The interface will only display the content that the model needs to show to the user, and the tool call information generated by the model will not be printed out. Isn't it very simple? Similarly, other agents can also support streaming, which will not be shown here one by one.

If you need to print out the intermediate results of the agent, whether it is the LLM output results during the execution of FunctionCall or the execution results of ToolManager, set return_trace to True when defining LLM and agent.

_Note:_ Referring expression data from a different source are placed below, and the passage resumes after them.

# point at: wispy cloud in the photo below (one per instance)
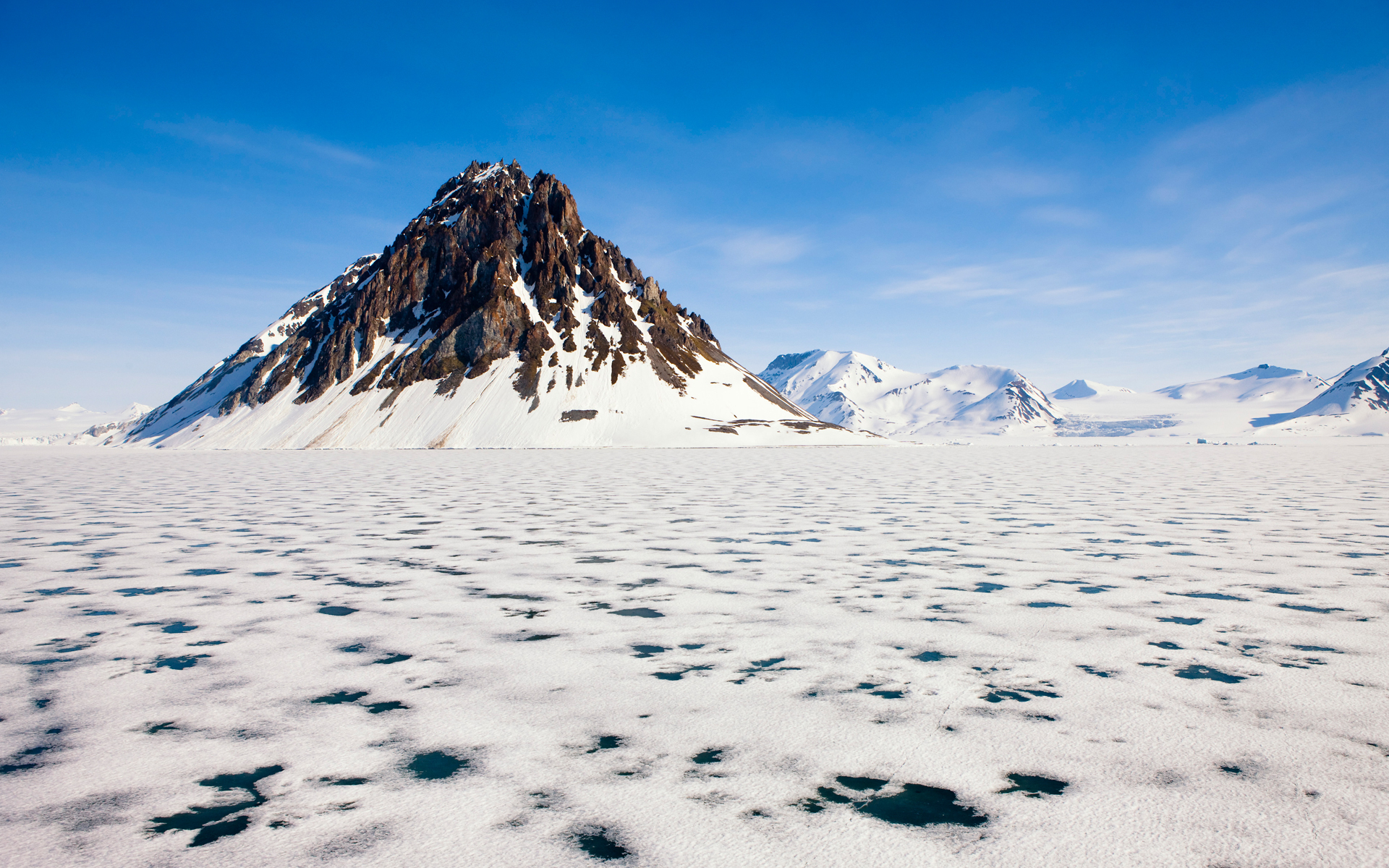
(267, 145)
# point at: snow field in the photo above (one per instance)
(694, 659)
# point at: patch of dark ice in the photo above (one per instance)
(598, 843)
(998, 694)
(1207, 596)
(682, 673)
(1034, 786)
(933, 656)
(1095, 671)
(436, 765)
(210, 821)
(1197, 671)
(177, 663)
(336, 699)
(606, 744)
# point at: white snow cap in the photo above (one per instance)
(1087, 388)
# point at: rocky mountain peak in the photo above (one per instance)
(496, 270)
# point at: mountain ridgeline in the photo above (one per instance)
(498, 279)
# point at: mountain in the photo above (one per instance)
(865, 393)
(1265, 383)
(1215, 407)
(63, 425)
(495, 318)
(1356, 403)
(1087, 388)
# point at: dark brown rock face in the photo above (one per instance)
(498, 265)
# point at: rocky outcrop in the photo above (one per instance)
(498, 264)
(492, 305)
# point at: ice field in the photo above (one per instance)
(860, 656)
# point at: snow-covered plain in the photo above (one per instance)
(696, 658)
(71, 424)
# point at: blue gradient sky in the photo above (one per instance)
(1134, 193)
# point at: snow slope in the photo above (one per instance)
(1356, 404)
(865, 393)
(1217, 407)
(63, 425)
(493, 320)
(1048, 658)
(1087, 388)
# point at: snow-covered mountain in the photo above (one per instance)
(1087, 388)
(495, 318)
(866, 393)
(1357, 403)
(1262, 383)
(63, 425)
(1217, 407)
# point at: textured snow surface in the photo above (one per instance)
(696, 659)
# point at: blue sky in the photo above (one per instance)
(1134, 193)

You only need to modify two sentences in the above code:

llm = lazyllm.TrainableModule("internlm2-chat-20b", stream=True, return_trace=True).start()  # or llm = lazyllm.OnlineChatModule(return_trace=True)
agent = FunctionCallAgent(llm, tools, return_trace=True)

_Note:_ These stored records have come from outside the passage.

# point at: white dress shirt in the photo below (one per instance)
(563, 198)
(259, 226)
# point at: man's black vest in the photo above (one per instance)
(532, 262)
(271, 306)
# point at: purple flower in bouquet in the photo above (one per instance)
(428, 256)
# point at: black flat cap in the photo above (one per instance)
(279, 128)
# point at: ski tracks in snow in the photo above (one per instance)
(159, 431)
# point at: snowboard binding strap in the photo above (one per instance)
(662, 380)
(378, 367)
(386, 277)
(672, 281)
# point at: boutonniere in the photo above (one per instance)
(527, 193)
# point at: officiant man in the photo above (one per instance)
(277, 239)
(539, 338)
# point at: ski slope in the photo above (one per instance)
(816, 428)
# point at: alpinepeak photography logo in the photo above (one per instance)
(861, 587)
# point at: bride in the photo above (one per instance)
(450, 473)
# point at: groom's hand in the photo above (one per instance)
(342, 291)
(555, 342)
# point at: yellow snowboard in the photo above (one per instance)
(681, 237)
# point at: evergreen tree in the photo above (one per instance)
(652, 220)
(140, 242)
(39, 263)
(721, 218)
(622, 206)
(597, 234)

This will display the intermediate processing results of FunctionCall in the 处理日志 in the lower left corner of the interface.

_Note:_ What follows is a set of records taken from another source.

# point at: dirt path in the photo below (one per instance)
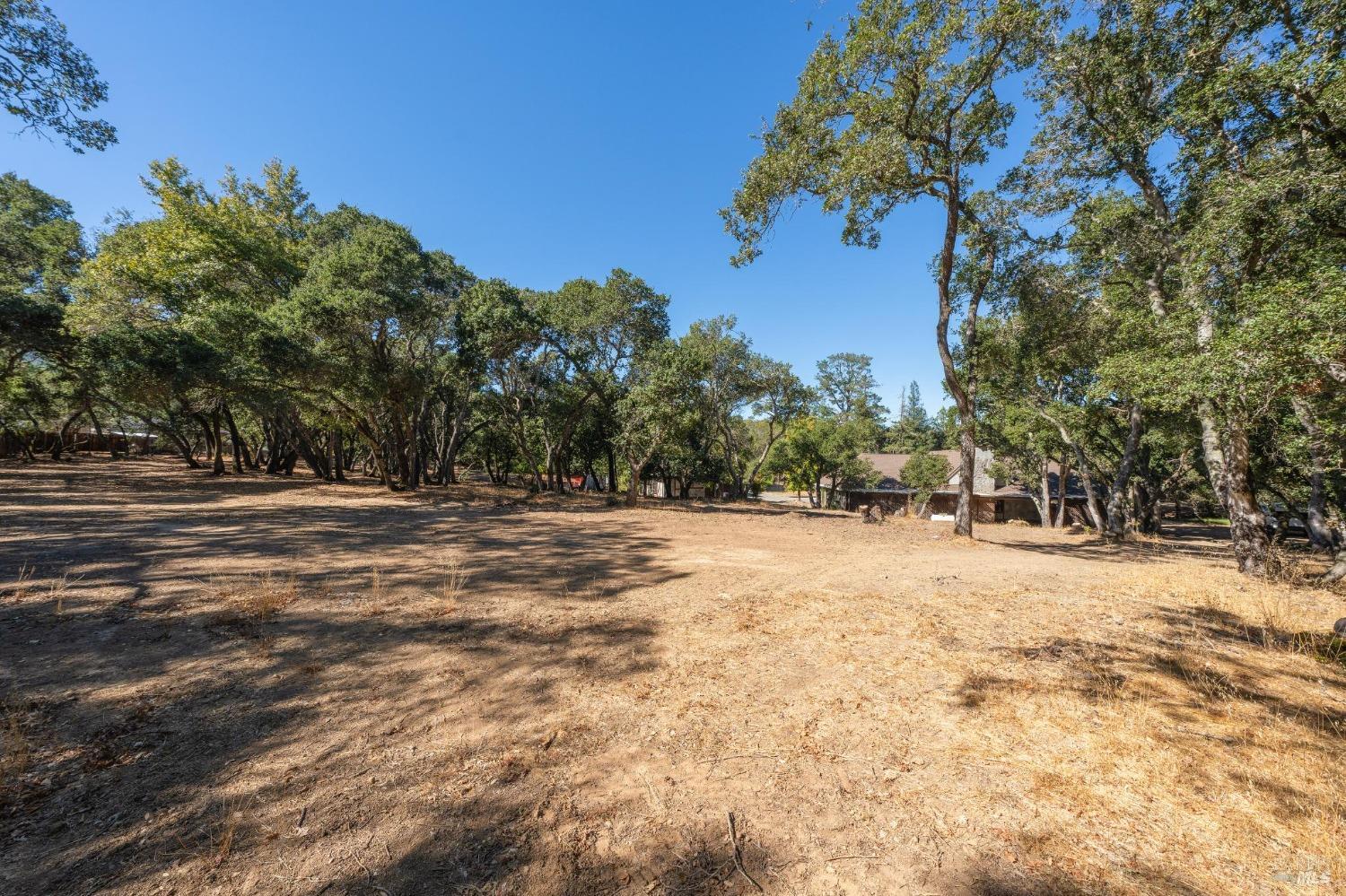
(277, 686)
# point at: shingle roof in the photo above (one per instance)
(890, 475)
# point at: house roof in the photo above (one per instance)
(890, 467)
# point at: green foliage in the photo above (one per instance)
(925, 474)
(40, 250)
(46, 81)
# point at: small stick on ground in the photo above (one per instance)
(738, 856)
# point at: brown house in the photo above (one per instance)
(993, 500)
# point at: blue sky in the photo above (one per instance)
(535, 142)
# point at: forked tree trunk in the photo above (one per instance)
(1338, 570)
(1062, 476)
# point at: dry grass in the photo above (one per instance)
(23, 583)
(252, 600)
(449, 591)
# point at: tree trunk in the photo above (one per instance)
(1338, 570)
(1120, 486)
(1044, 508)
(236, 443)
(217, 467)
(1085, 476)
(1321, 535)
(1062, 478)
(1213, 452)
(1246, 526)
(338, 457)
(632, 494)
(65, 433)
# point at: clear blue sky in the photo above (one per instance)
(535, 142)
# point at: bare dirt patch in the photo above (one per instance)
(249, 685)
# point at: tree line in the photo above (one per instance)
(1154, 295)
(249, 331)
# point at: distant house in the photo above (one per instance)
(673, 487)
(993, 500)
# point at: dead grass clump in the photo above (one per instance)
(449, 591)
(253, 600)
(23, 584)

The complete code is as follows:

import json
import lazyllm
from lazyllm import fc_register, FunctionCallAgent
from typing import Literal

@fc_register("tool")
def get_current_weather(location: str, unit: Literal["fahrenheit", "celsius"]='fahrenheit'):
    """
    Get the current weather in a given location

    Args:
        location (str): The city and state, e.g. San Francisco, CA.
        unit (str): The temperature unit to use. Infer this from the users location.
    """
    if 'tokyo' in location.lower():
        return json.dumps({'location': 'Tokyo', 'temperature': '10', 'unit': 'celsius'})
    elif 'san francisco' in location.lower():
        return json.dumps({'location': 'San Francisco', 'temperature': '72', 'unit': 'fahrenheit'})
    elif 'paris' in location.lower():
        return json.dumps({'location': 'Paris', 'temperature': '22', 'unit': 'celsius'})
    elif 'beijing' in location.lower():
        return json.dumps({'location': 'Beijing', 'temperature': '90', 'unit': 'Fahrenheit'})
    else:
        return json.dumps({'location': location, 'temperature': 'unknown'})

@fc_register("tool")
def get_n_day_weather_forecast(location: str, num_days: int, unit: Literal["celsius", "fahrenheit"]='fahrenheit'):
    """
    Get an N-day weather forecast

    Args:
        location (str): The city and state, e.g. San Francisco, CA.
        num_days (int): The number of days to forecast.
        unit (Literal['celsius', 'fahrenheit']): The temperature unit to use. Infer this from the users location.
    """
    if 'tokyo' in location.lower():
        return json.dumps({'location': 'Tokyo', 'temperature': '10', 'unit': 'celsius', "num_days": num_days})
    elif 'san francisco' in location.lower():
        return json.dumps({'location': 'San Francisco', 'temperature': '75', 'unit': 'fahrenheit', "num_days": num_days})
    elif 'paris' in location.lower():
        return json.dumps({'location': 'Paris', 'temperature': '25', 'unit': 'celsius', "num_days": num_days})
    elif 'beijing' in location.lower():
        return json.dumps({'location': 'Beijing', 'temperature': '85', 'unit': 'fahrenheit', "num_days": num_days})
    else:
        return json.dumps({'location': location, 'temperature': 'unknown'})

llm = lazyllm.TrainableModule("internlm2-chat-20b", stream=True, return_trace=True).start()  # or llm = lazyllm.OnlineChatModule(return_trace=True)
tools = ["get_current_weather", "get_n_day_weather_forecast"]
agent = FunctionCallAgent(llm, tools, return_trace=True)
lazyllm.WebModule(agent, port=23333, stream=True).start().wait()

The effect is as follows: stream_agent_trace

This is the end of how to apply streaming in LazyyLLM. Later we can build our own applications according to our needs.